Save the Sound

Save the Sound's Unified Water Study is designed to measure human impact on and the relative environmental health of Long Island Sound embayments. NESS partners with Save the Sound to gather water quality data and research in Stonington Harbor and Alewife Cove in New London.

Save the Sound


Unified Water Study

As part of the UWS, NESS collects data covering a variety of water quality parameters associated with eutrophication within and adjacent to embayments in Stonington and Alewife Cove in New London. The parameters we will be monitoring are dissolved oxygen, conductivity (salinity) chlorophyll a, temperature, turbidity, and qualitative macrophyte assessments.


Why should we study the Sound?

It is hard to determine the health of LIS, because it covers such a large area of water and different groups have different methods to test water quality conditions. The Unified Water Study (UWS) was created so that groups around LIS can compare data on the environmental health of the bays and harbors of the Sound. This project started in 2017 and will help increase the data available to assess LIS’s water quality. This can help us understand the Sound and what we need to do to keep it working as it should!

Why do we need the UWS?

Despite three decades of effort to improve water quality, Long Island Sound remains a severely stressed environment. In the western sound (from Greenwich to Nassau County) dissolved oxygen concentrations—a key measure of the Sound’s health—consistently fall to levels too low to support wildlife. In 2017 Save the Sound (a bi-state program that is part of the Connecticut Fund for the Environment) launched the UWS. While the pollution in the open Sound has been monitored for decades, the condition of the bays and harbors (where most of the public comes into contact with Long Island sound) can be dramatically different that the open Sound.

Typically, it is hard to compare water quality conditions in the Sound’s many embayments since the monitoring work in these embayments is usually conducted by different groups using different methods.
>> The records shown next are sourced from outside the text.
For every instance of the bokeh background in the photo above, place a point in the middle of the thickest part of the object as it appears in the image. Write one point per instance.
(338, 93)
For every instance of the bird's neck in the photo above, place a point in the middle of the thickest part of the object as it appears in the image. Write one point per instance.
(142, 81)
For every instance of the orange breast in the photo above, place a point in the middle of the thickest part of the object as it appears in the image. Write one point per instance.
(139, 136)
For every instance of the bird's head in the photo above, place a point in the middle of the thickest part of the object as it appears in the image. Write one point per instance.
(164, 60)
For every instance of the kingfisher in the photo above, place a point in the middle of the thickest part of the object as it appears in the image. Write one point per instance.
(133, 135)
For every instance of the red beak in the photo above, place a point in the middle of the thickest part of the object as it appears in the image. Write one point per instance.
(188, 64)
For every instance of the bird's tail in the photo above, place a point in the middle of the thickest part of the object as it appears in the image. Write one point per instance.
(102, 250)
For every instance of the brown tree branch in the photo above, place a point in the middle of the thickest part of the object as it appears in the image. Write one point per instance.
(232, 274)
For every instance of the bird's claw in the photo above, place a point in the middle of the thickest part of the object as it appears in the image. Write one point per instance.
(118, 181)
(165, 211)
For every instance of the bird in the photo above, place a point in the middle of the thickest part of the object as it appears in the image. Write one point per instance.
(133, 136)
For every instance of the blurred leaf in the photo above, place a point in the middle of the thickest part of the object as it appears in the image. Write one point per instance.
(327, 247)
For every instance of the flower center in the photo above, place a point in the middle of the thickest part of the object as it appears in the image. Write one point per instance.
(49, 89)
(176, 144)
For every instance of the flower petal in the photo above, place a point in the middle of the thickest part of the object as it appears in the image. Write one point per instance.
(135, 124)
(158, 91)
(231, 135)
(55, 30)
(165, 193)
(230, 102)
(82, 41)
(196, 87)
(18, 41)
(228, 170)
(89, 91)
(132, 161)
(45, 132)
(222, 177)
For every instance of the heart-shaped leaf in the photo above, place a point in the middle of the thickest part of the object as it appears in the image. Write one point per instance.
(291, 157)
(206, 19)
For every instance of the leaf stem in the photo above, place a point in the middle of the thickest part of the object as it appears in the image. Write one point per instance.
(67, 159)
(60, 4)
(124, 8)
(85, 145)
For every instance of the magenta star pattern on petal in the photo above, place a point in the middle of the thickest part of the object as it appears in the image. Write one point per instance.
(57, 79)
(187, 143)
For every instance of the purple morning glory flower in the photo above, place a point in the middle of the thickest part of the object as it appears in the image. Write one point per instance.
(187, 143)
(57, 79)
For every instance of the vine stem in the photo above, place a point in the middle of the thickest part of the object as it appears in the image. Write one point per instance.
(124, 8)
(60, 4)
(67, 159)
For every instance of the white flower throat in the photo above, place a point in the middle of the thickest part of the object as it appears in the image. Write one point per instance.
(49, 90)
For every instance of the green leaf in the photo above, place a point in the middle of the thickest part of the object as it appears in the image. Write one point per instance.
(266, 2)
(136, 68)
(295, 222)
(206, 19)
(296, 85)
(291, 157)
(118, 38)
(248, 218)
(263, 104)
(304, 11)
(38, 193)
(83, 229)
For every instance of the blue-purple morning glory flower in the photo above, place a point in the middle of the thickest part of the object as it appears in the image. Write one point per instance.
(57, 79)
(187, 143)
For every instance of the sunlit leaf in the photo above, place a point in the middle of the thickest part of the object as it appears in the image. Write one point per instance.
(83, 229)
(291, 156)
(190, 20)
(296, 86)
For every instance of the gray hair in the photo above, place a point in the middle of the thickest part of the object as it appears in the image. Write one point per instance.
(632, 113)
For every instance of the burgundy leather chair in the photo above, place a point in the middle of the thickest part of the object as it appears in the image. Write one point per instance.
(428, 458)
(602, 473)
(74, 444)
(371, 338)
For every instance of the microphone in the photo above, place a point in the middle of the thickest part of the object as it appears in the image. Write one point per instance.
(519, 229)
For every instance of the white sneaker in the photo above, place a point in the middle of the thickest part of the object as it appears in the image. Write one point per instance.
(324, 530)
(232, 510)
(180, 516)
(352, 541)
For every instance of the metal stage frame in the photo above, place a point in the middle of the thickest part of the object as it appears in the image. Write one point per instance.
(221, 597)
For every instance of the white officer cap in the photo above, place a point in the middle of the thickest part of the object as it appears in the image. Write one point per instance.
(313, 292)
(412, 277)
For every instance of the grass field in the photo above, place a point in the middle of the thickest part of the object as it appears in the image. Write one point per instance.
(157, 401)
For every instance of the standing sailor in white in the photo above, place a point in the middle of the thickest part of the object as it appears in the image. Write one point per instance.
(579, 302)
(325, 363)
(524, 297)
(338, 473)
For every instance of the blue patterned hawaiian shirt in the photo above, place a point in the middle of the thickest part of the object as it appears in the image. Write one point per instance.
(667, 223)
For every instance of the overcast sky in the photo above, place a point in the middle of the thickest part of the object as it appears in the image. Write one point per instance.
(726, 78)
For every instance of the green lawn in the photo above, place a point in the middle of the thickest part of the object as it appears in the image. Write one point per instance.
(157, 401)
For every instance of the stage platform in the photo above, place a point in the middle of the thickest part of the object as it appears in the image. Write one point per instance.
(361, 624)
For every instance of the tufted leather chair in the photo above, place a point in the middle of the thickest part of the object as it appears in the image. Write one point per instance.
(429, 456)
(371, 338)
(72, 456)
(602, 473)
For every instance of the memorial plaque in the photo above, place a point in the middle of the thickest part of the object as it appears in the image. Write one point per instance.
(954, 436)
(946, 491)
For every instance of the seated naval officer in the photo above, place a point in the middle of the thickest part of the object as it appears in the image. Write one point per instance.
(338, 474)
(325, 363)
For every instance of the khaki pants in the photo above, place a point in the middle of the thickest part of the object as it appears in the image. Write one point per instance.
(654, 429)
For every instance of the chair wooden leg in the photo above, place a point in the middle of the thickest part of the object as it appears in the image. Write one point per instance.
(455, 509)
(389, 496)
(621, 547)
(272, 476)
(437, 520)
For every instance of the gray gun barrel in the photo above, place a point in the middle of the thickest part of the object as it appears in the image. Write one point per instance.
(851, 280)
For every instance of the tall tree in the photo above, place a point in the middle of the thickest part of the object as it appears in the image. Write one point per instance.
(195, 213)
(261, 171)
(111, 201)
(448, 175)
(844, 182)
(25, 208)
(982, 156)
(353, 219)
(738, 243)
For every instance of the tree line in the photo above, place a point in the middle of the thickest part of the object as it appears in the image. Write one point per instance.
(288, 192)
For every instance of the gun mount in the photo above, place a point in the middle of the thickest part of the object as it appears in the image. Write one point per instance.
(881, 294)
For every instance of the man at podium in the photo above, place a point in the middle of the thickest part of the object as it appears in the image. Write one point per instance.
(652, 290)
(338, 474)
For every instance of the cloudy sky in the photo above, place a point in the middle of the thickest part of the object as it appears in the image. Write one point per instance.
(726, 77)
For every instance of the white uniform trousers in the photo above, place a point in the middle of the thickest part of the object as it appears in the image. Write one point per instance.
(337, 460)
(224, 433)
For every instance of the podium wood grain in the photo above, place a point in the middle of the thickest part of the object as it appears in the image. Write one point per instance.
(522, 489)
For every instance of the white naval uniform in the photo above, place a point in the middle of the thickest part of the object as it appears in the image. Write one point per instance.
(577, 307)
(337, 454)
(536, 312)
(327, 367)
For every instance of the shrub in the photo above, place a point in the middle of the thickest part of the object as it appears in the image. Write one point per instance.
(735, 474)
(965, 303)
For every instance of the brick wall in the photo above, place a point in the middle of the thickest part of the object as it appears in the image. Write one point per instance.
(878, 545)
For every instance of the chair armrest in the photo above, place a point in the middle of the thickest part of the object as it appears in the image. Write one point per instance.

The water quality monitoring protocol developed by the UWS allows groups along Long Island Sound to collect comparable data on the environmental health of the Sound’s embayments.



“Participating in the Unified Water Study is a great way for NESS to contribute to important scientific research, be stewards of our environment, and engage students and AmeriCorps members on water quality monitoring techniques. Personally, I love doing UWS because I am able to see trends in how Stonington Harbor and Alewife Cove change throughout the year, which is really interesting to me. Being out on the water at sunrise is so beautiful too!”

– Nina Quaratella, NESS Director of Programs

“I would say that one of the best parts about participating in the Unified Water Study is getting out on the water for sunrise is so peaceful. The water is almost always calm like glass and the way the colors of the sunrise reflect on the water is so incredibly beautiful it is hard to put it into words.
Also, by collecting our data, we become more connected to our local waters and more deeply understand the aquatic ecosystem that we utilize every day for our programs with our students. It shows that we care about The Sound and are not just using it for our own benefit!”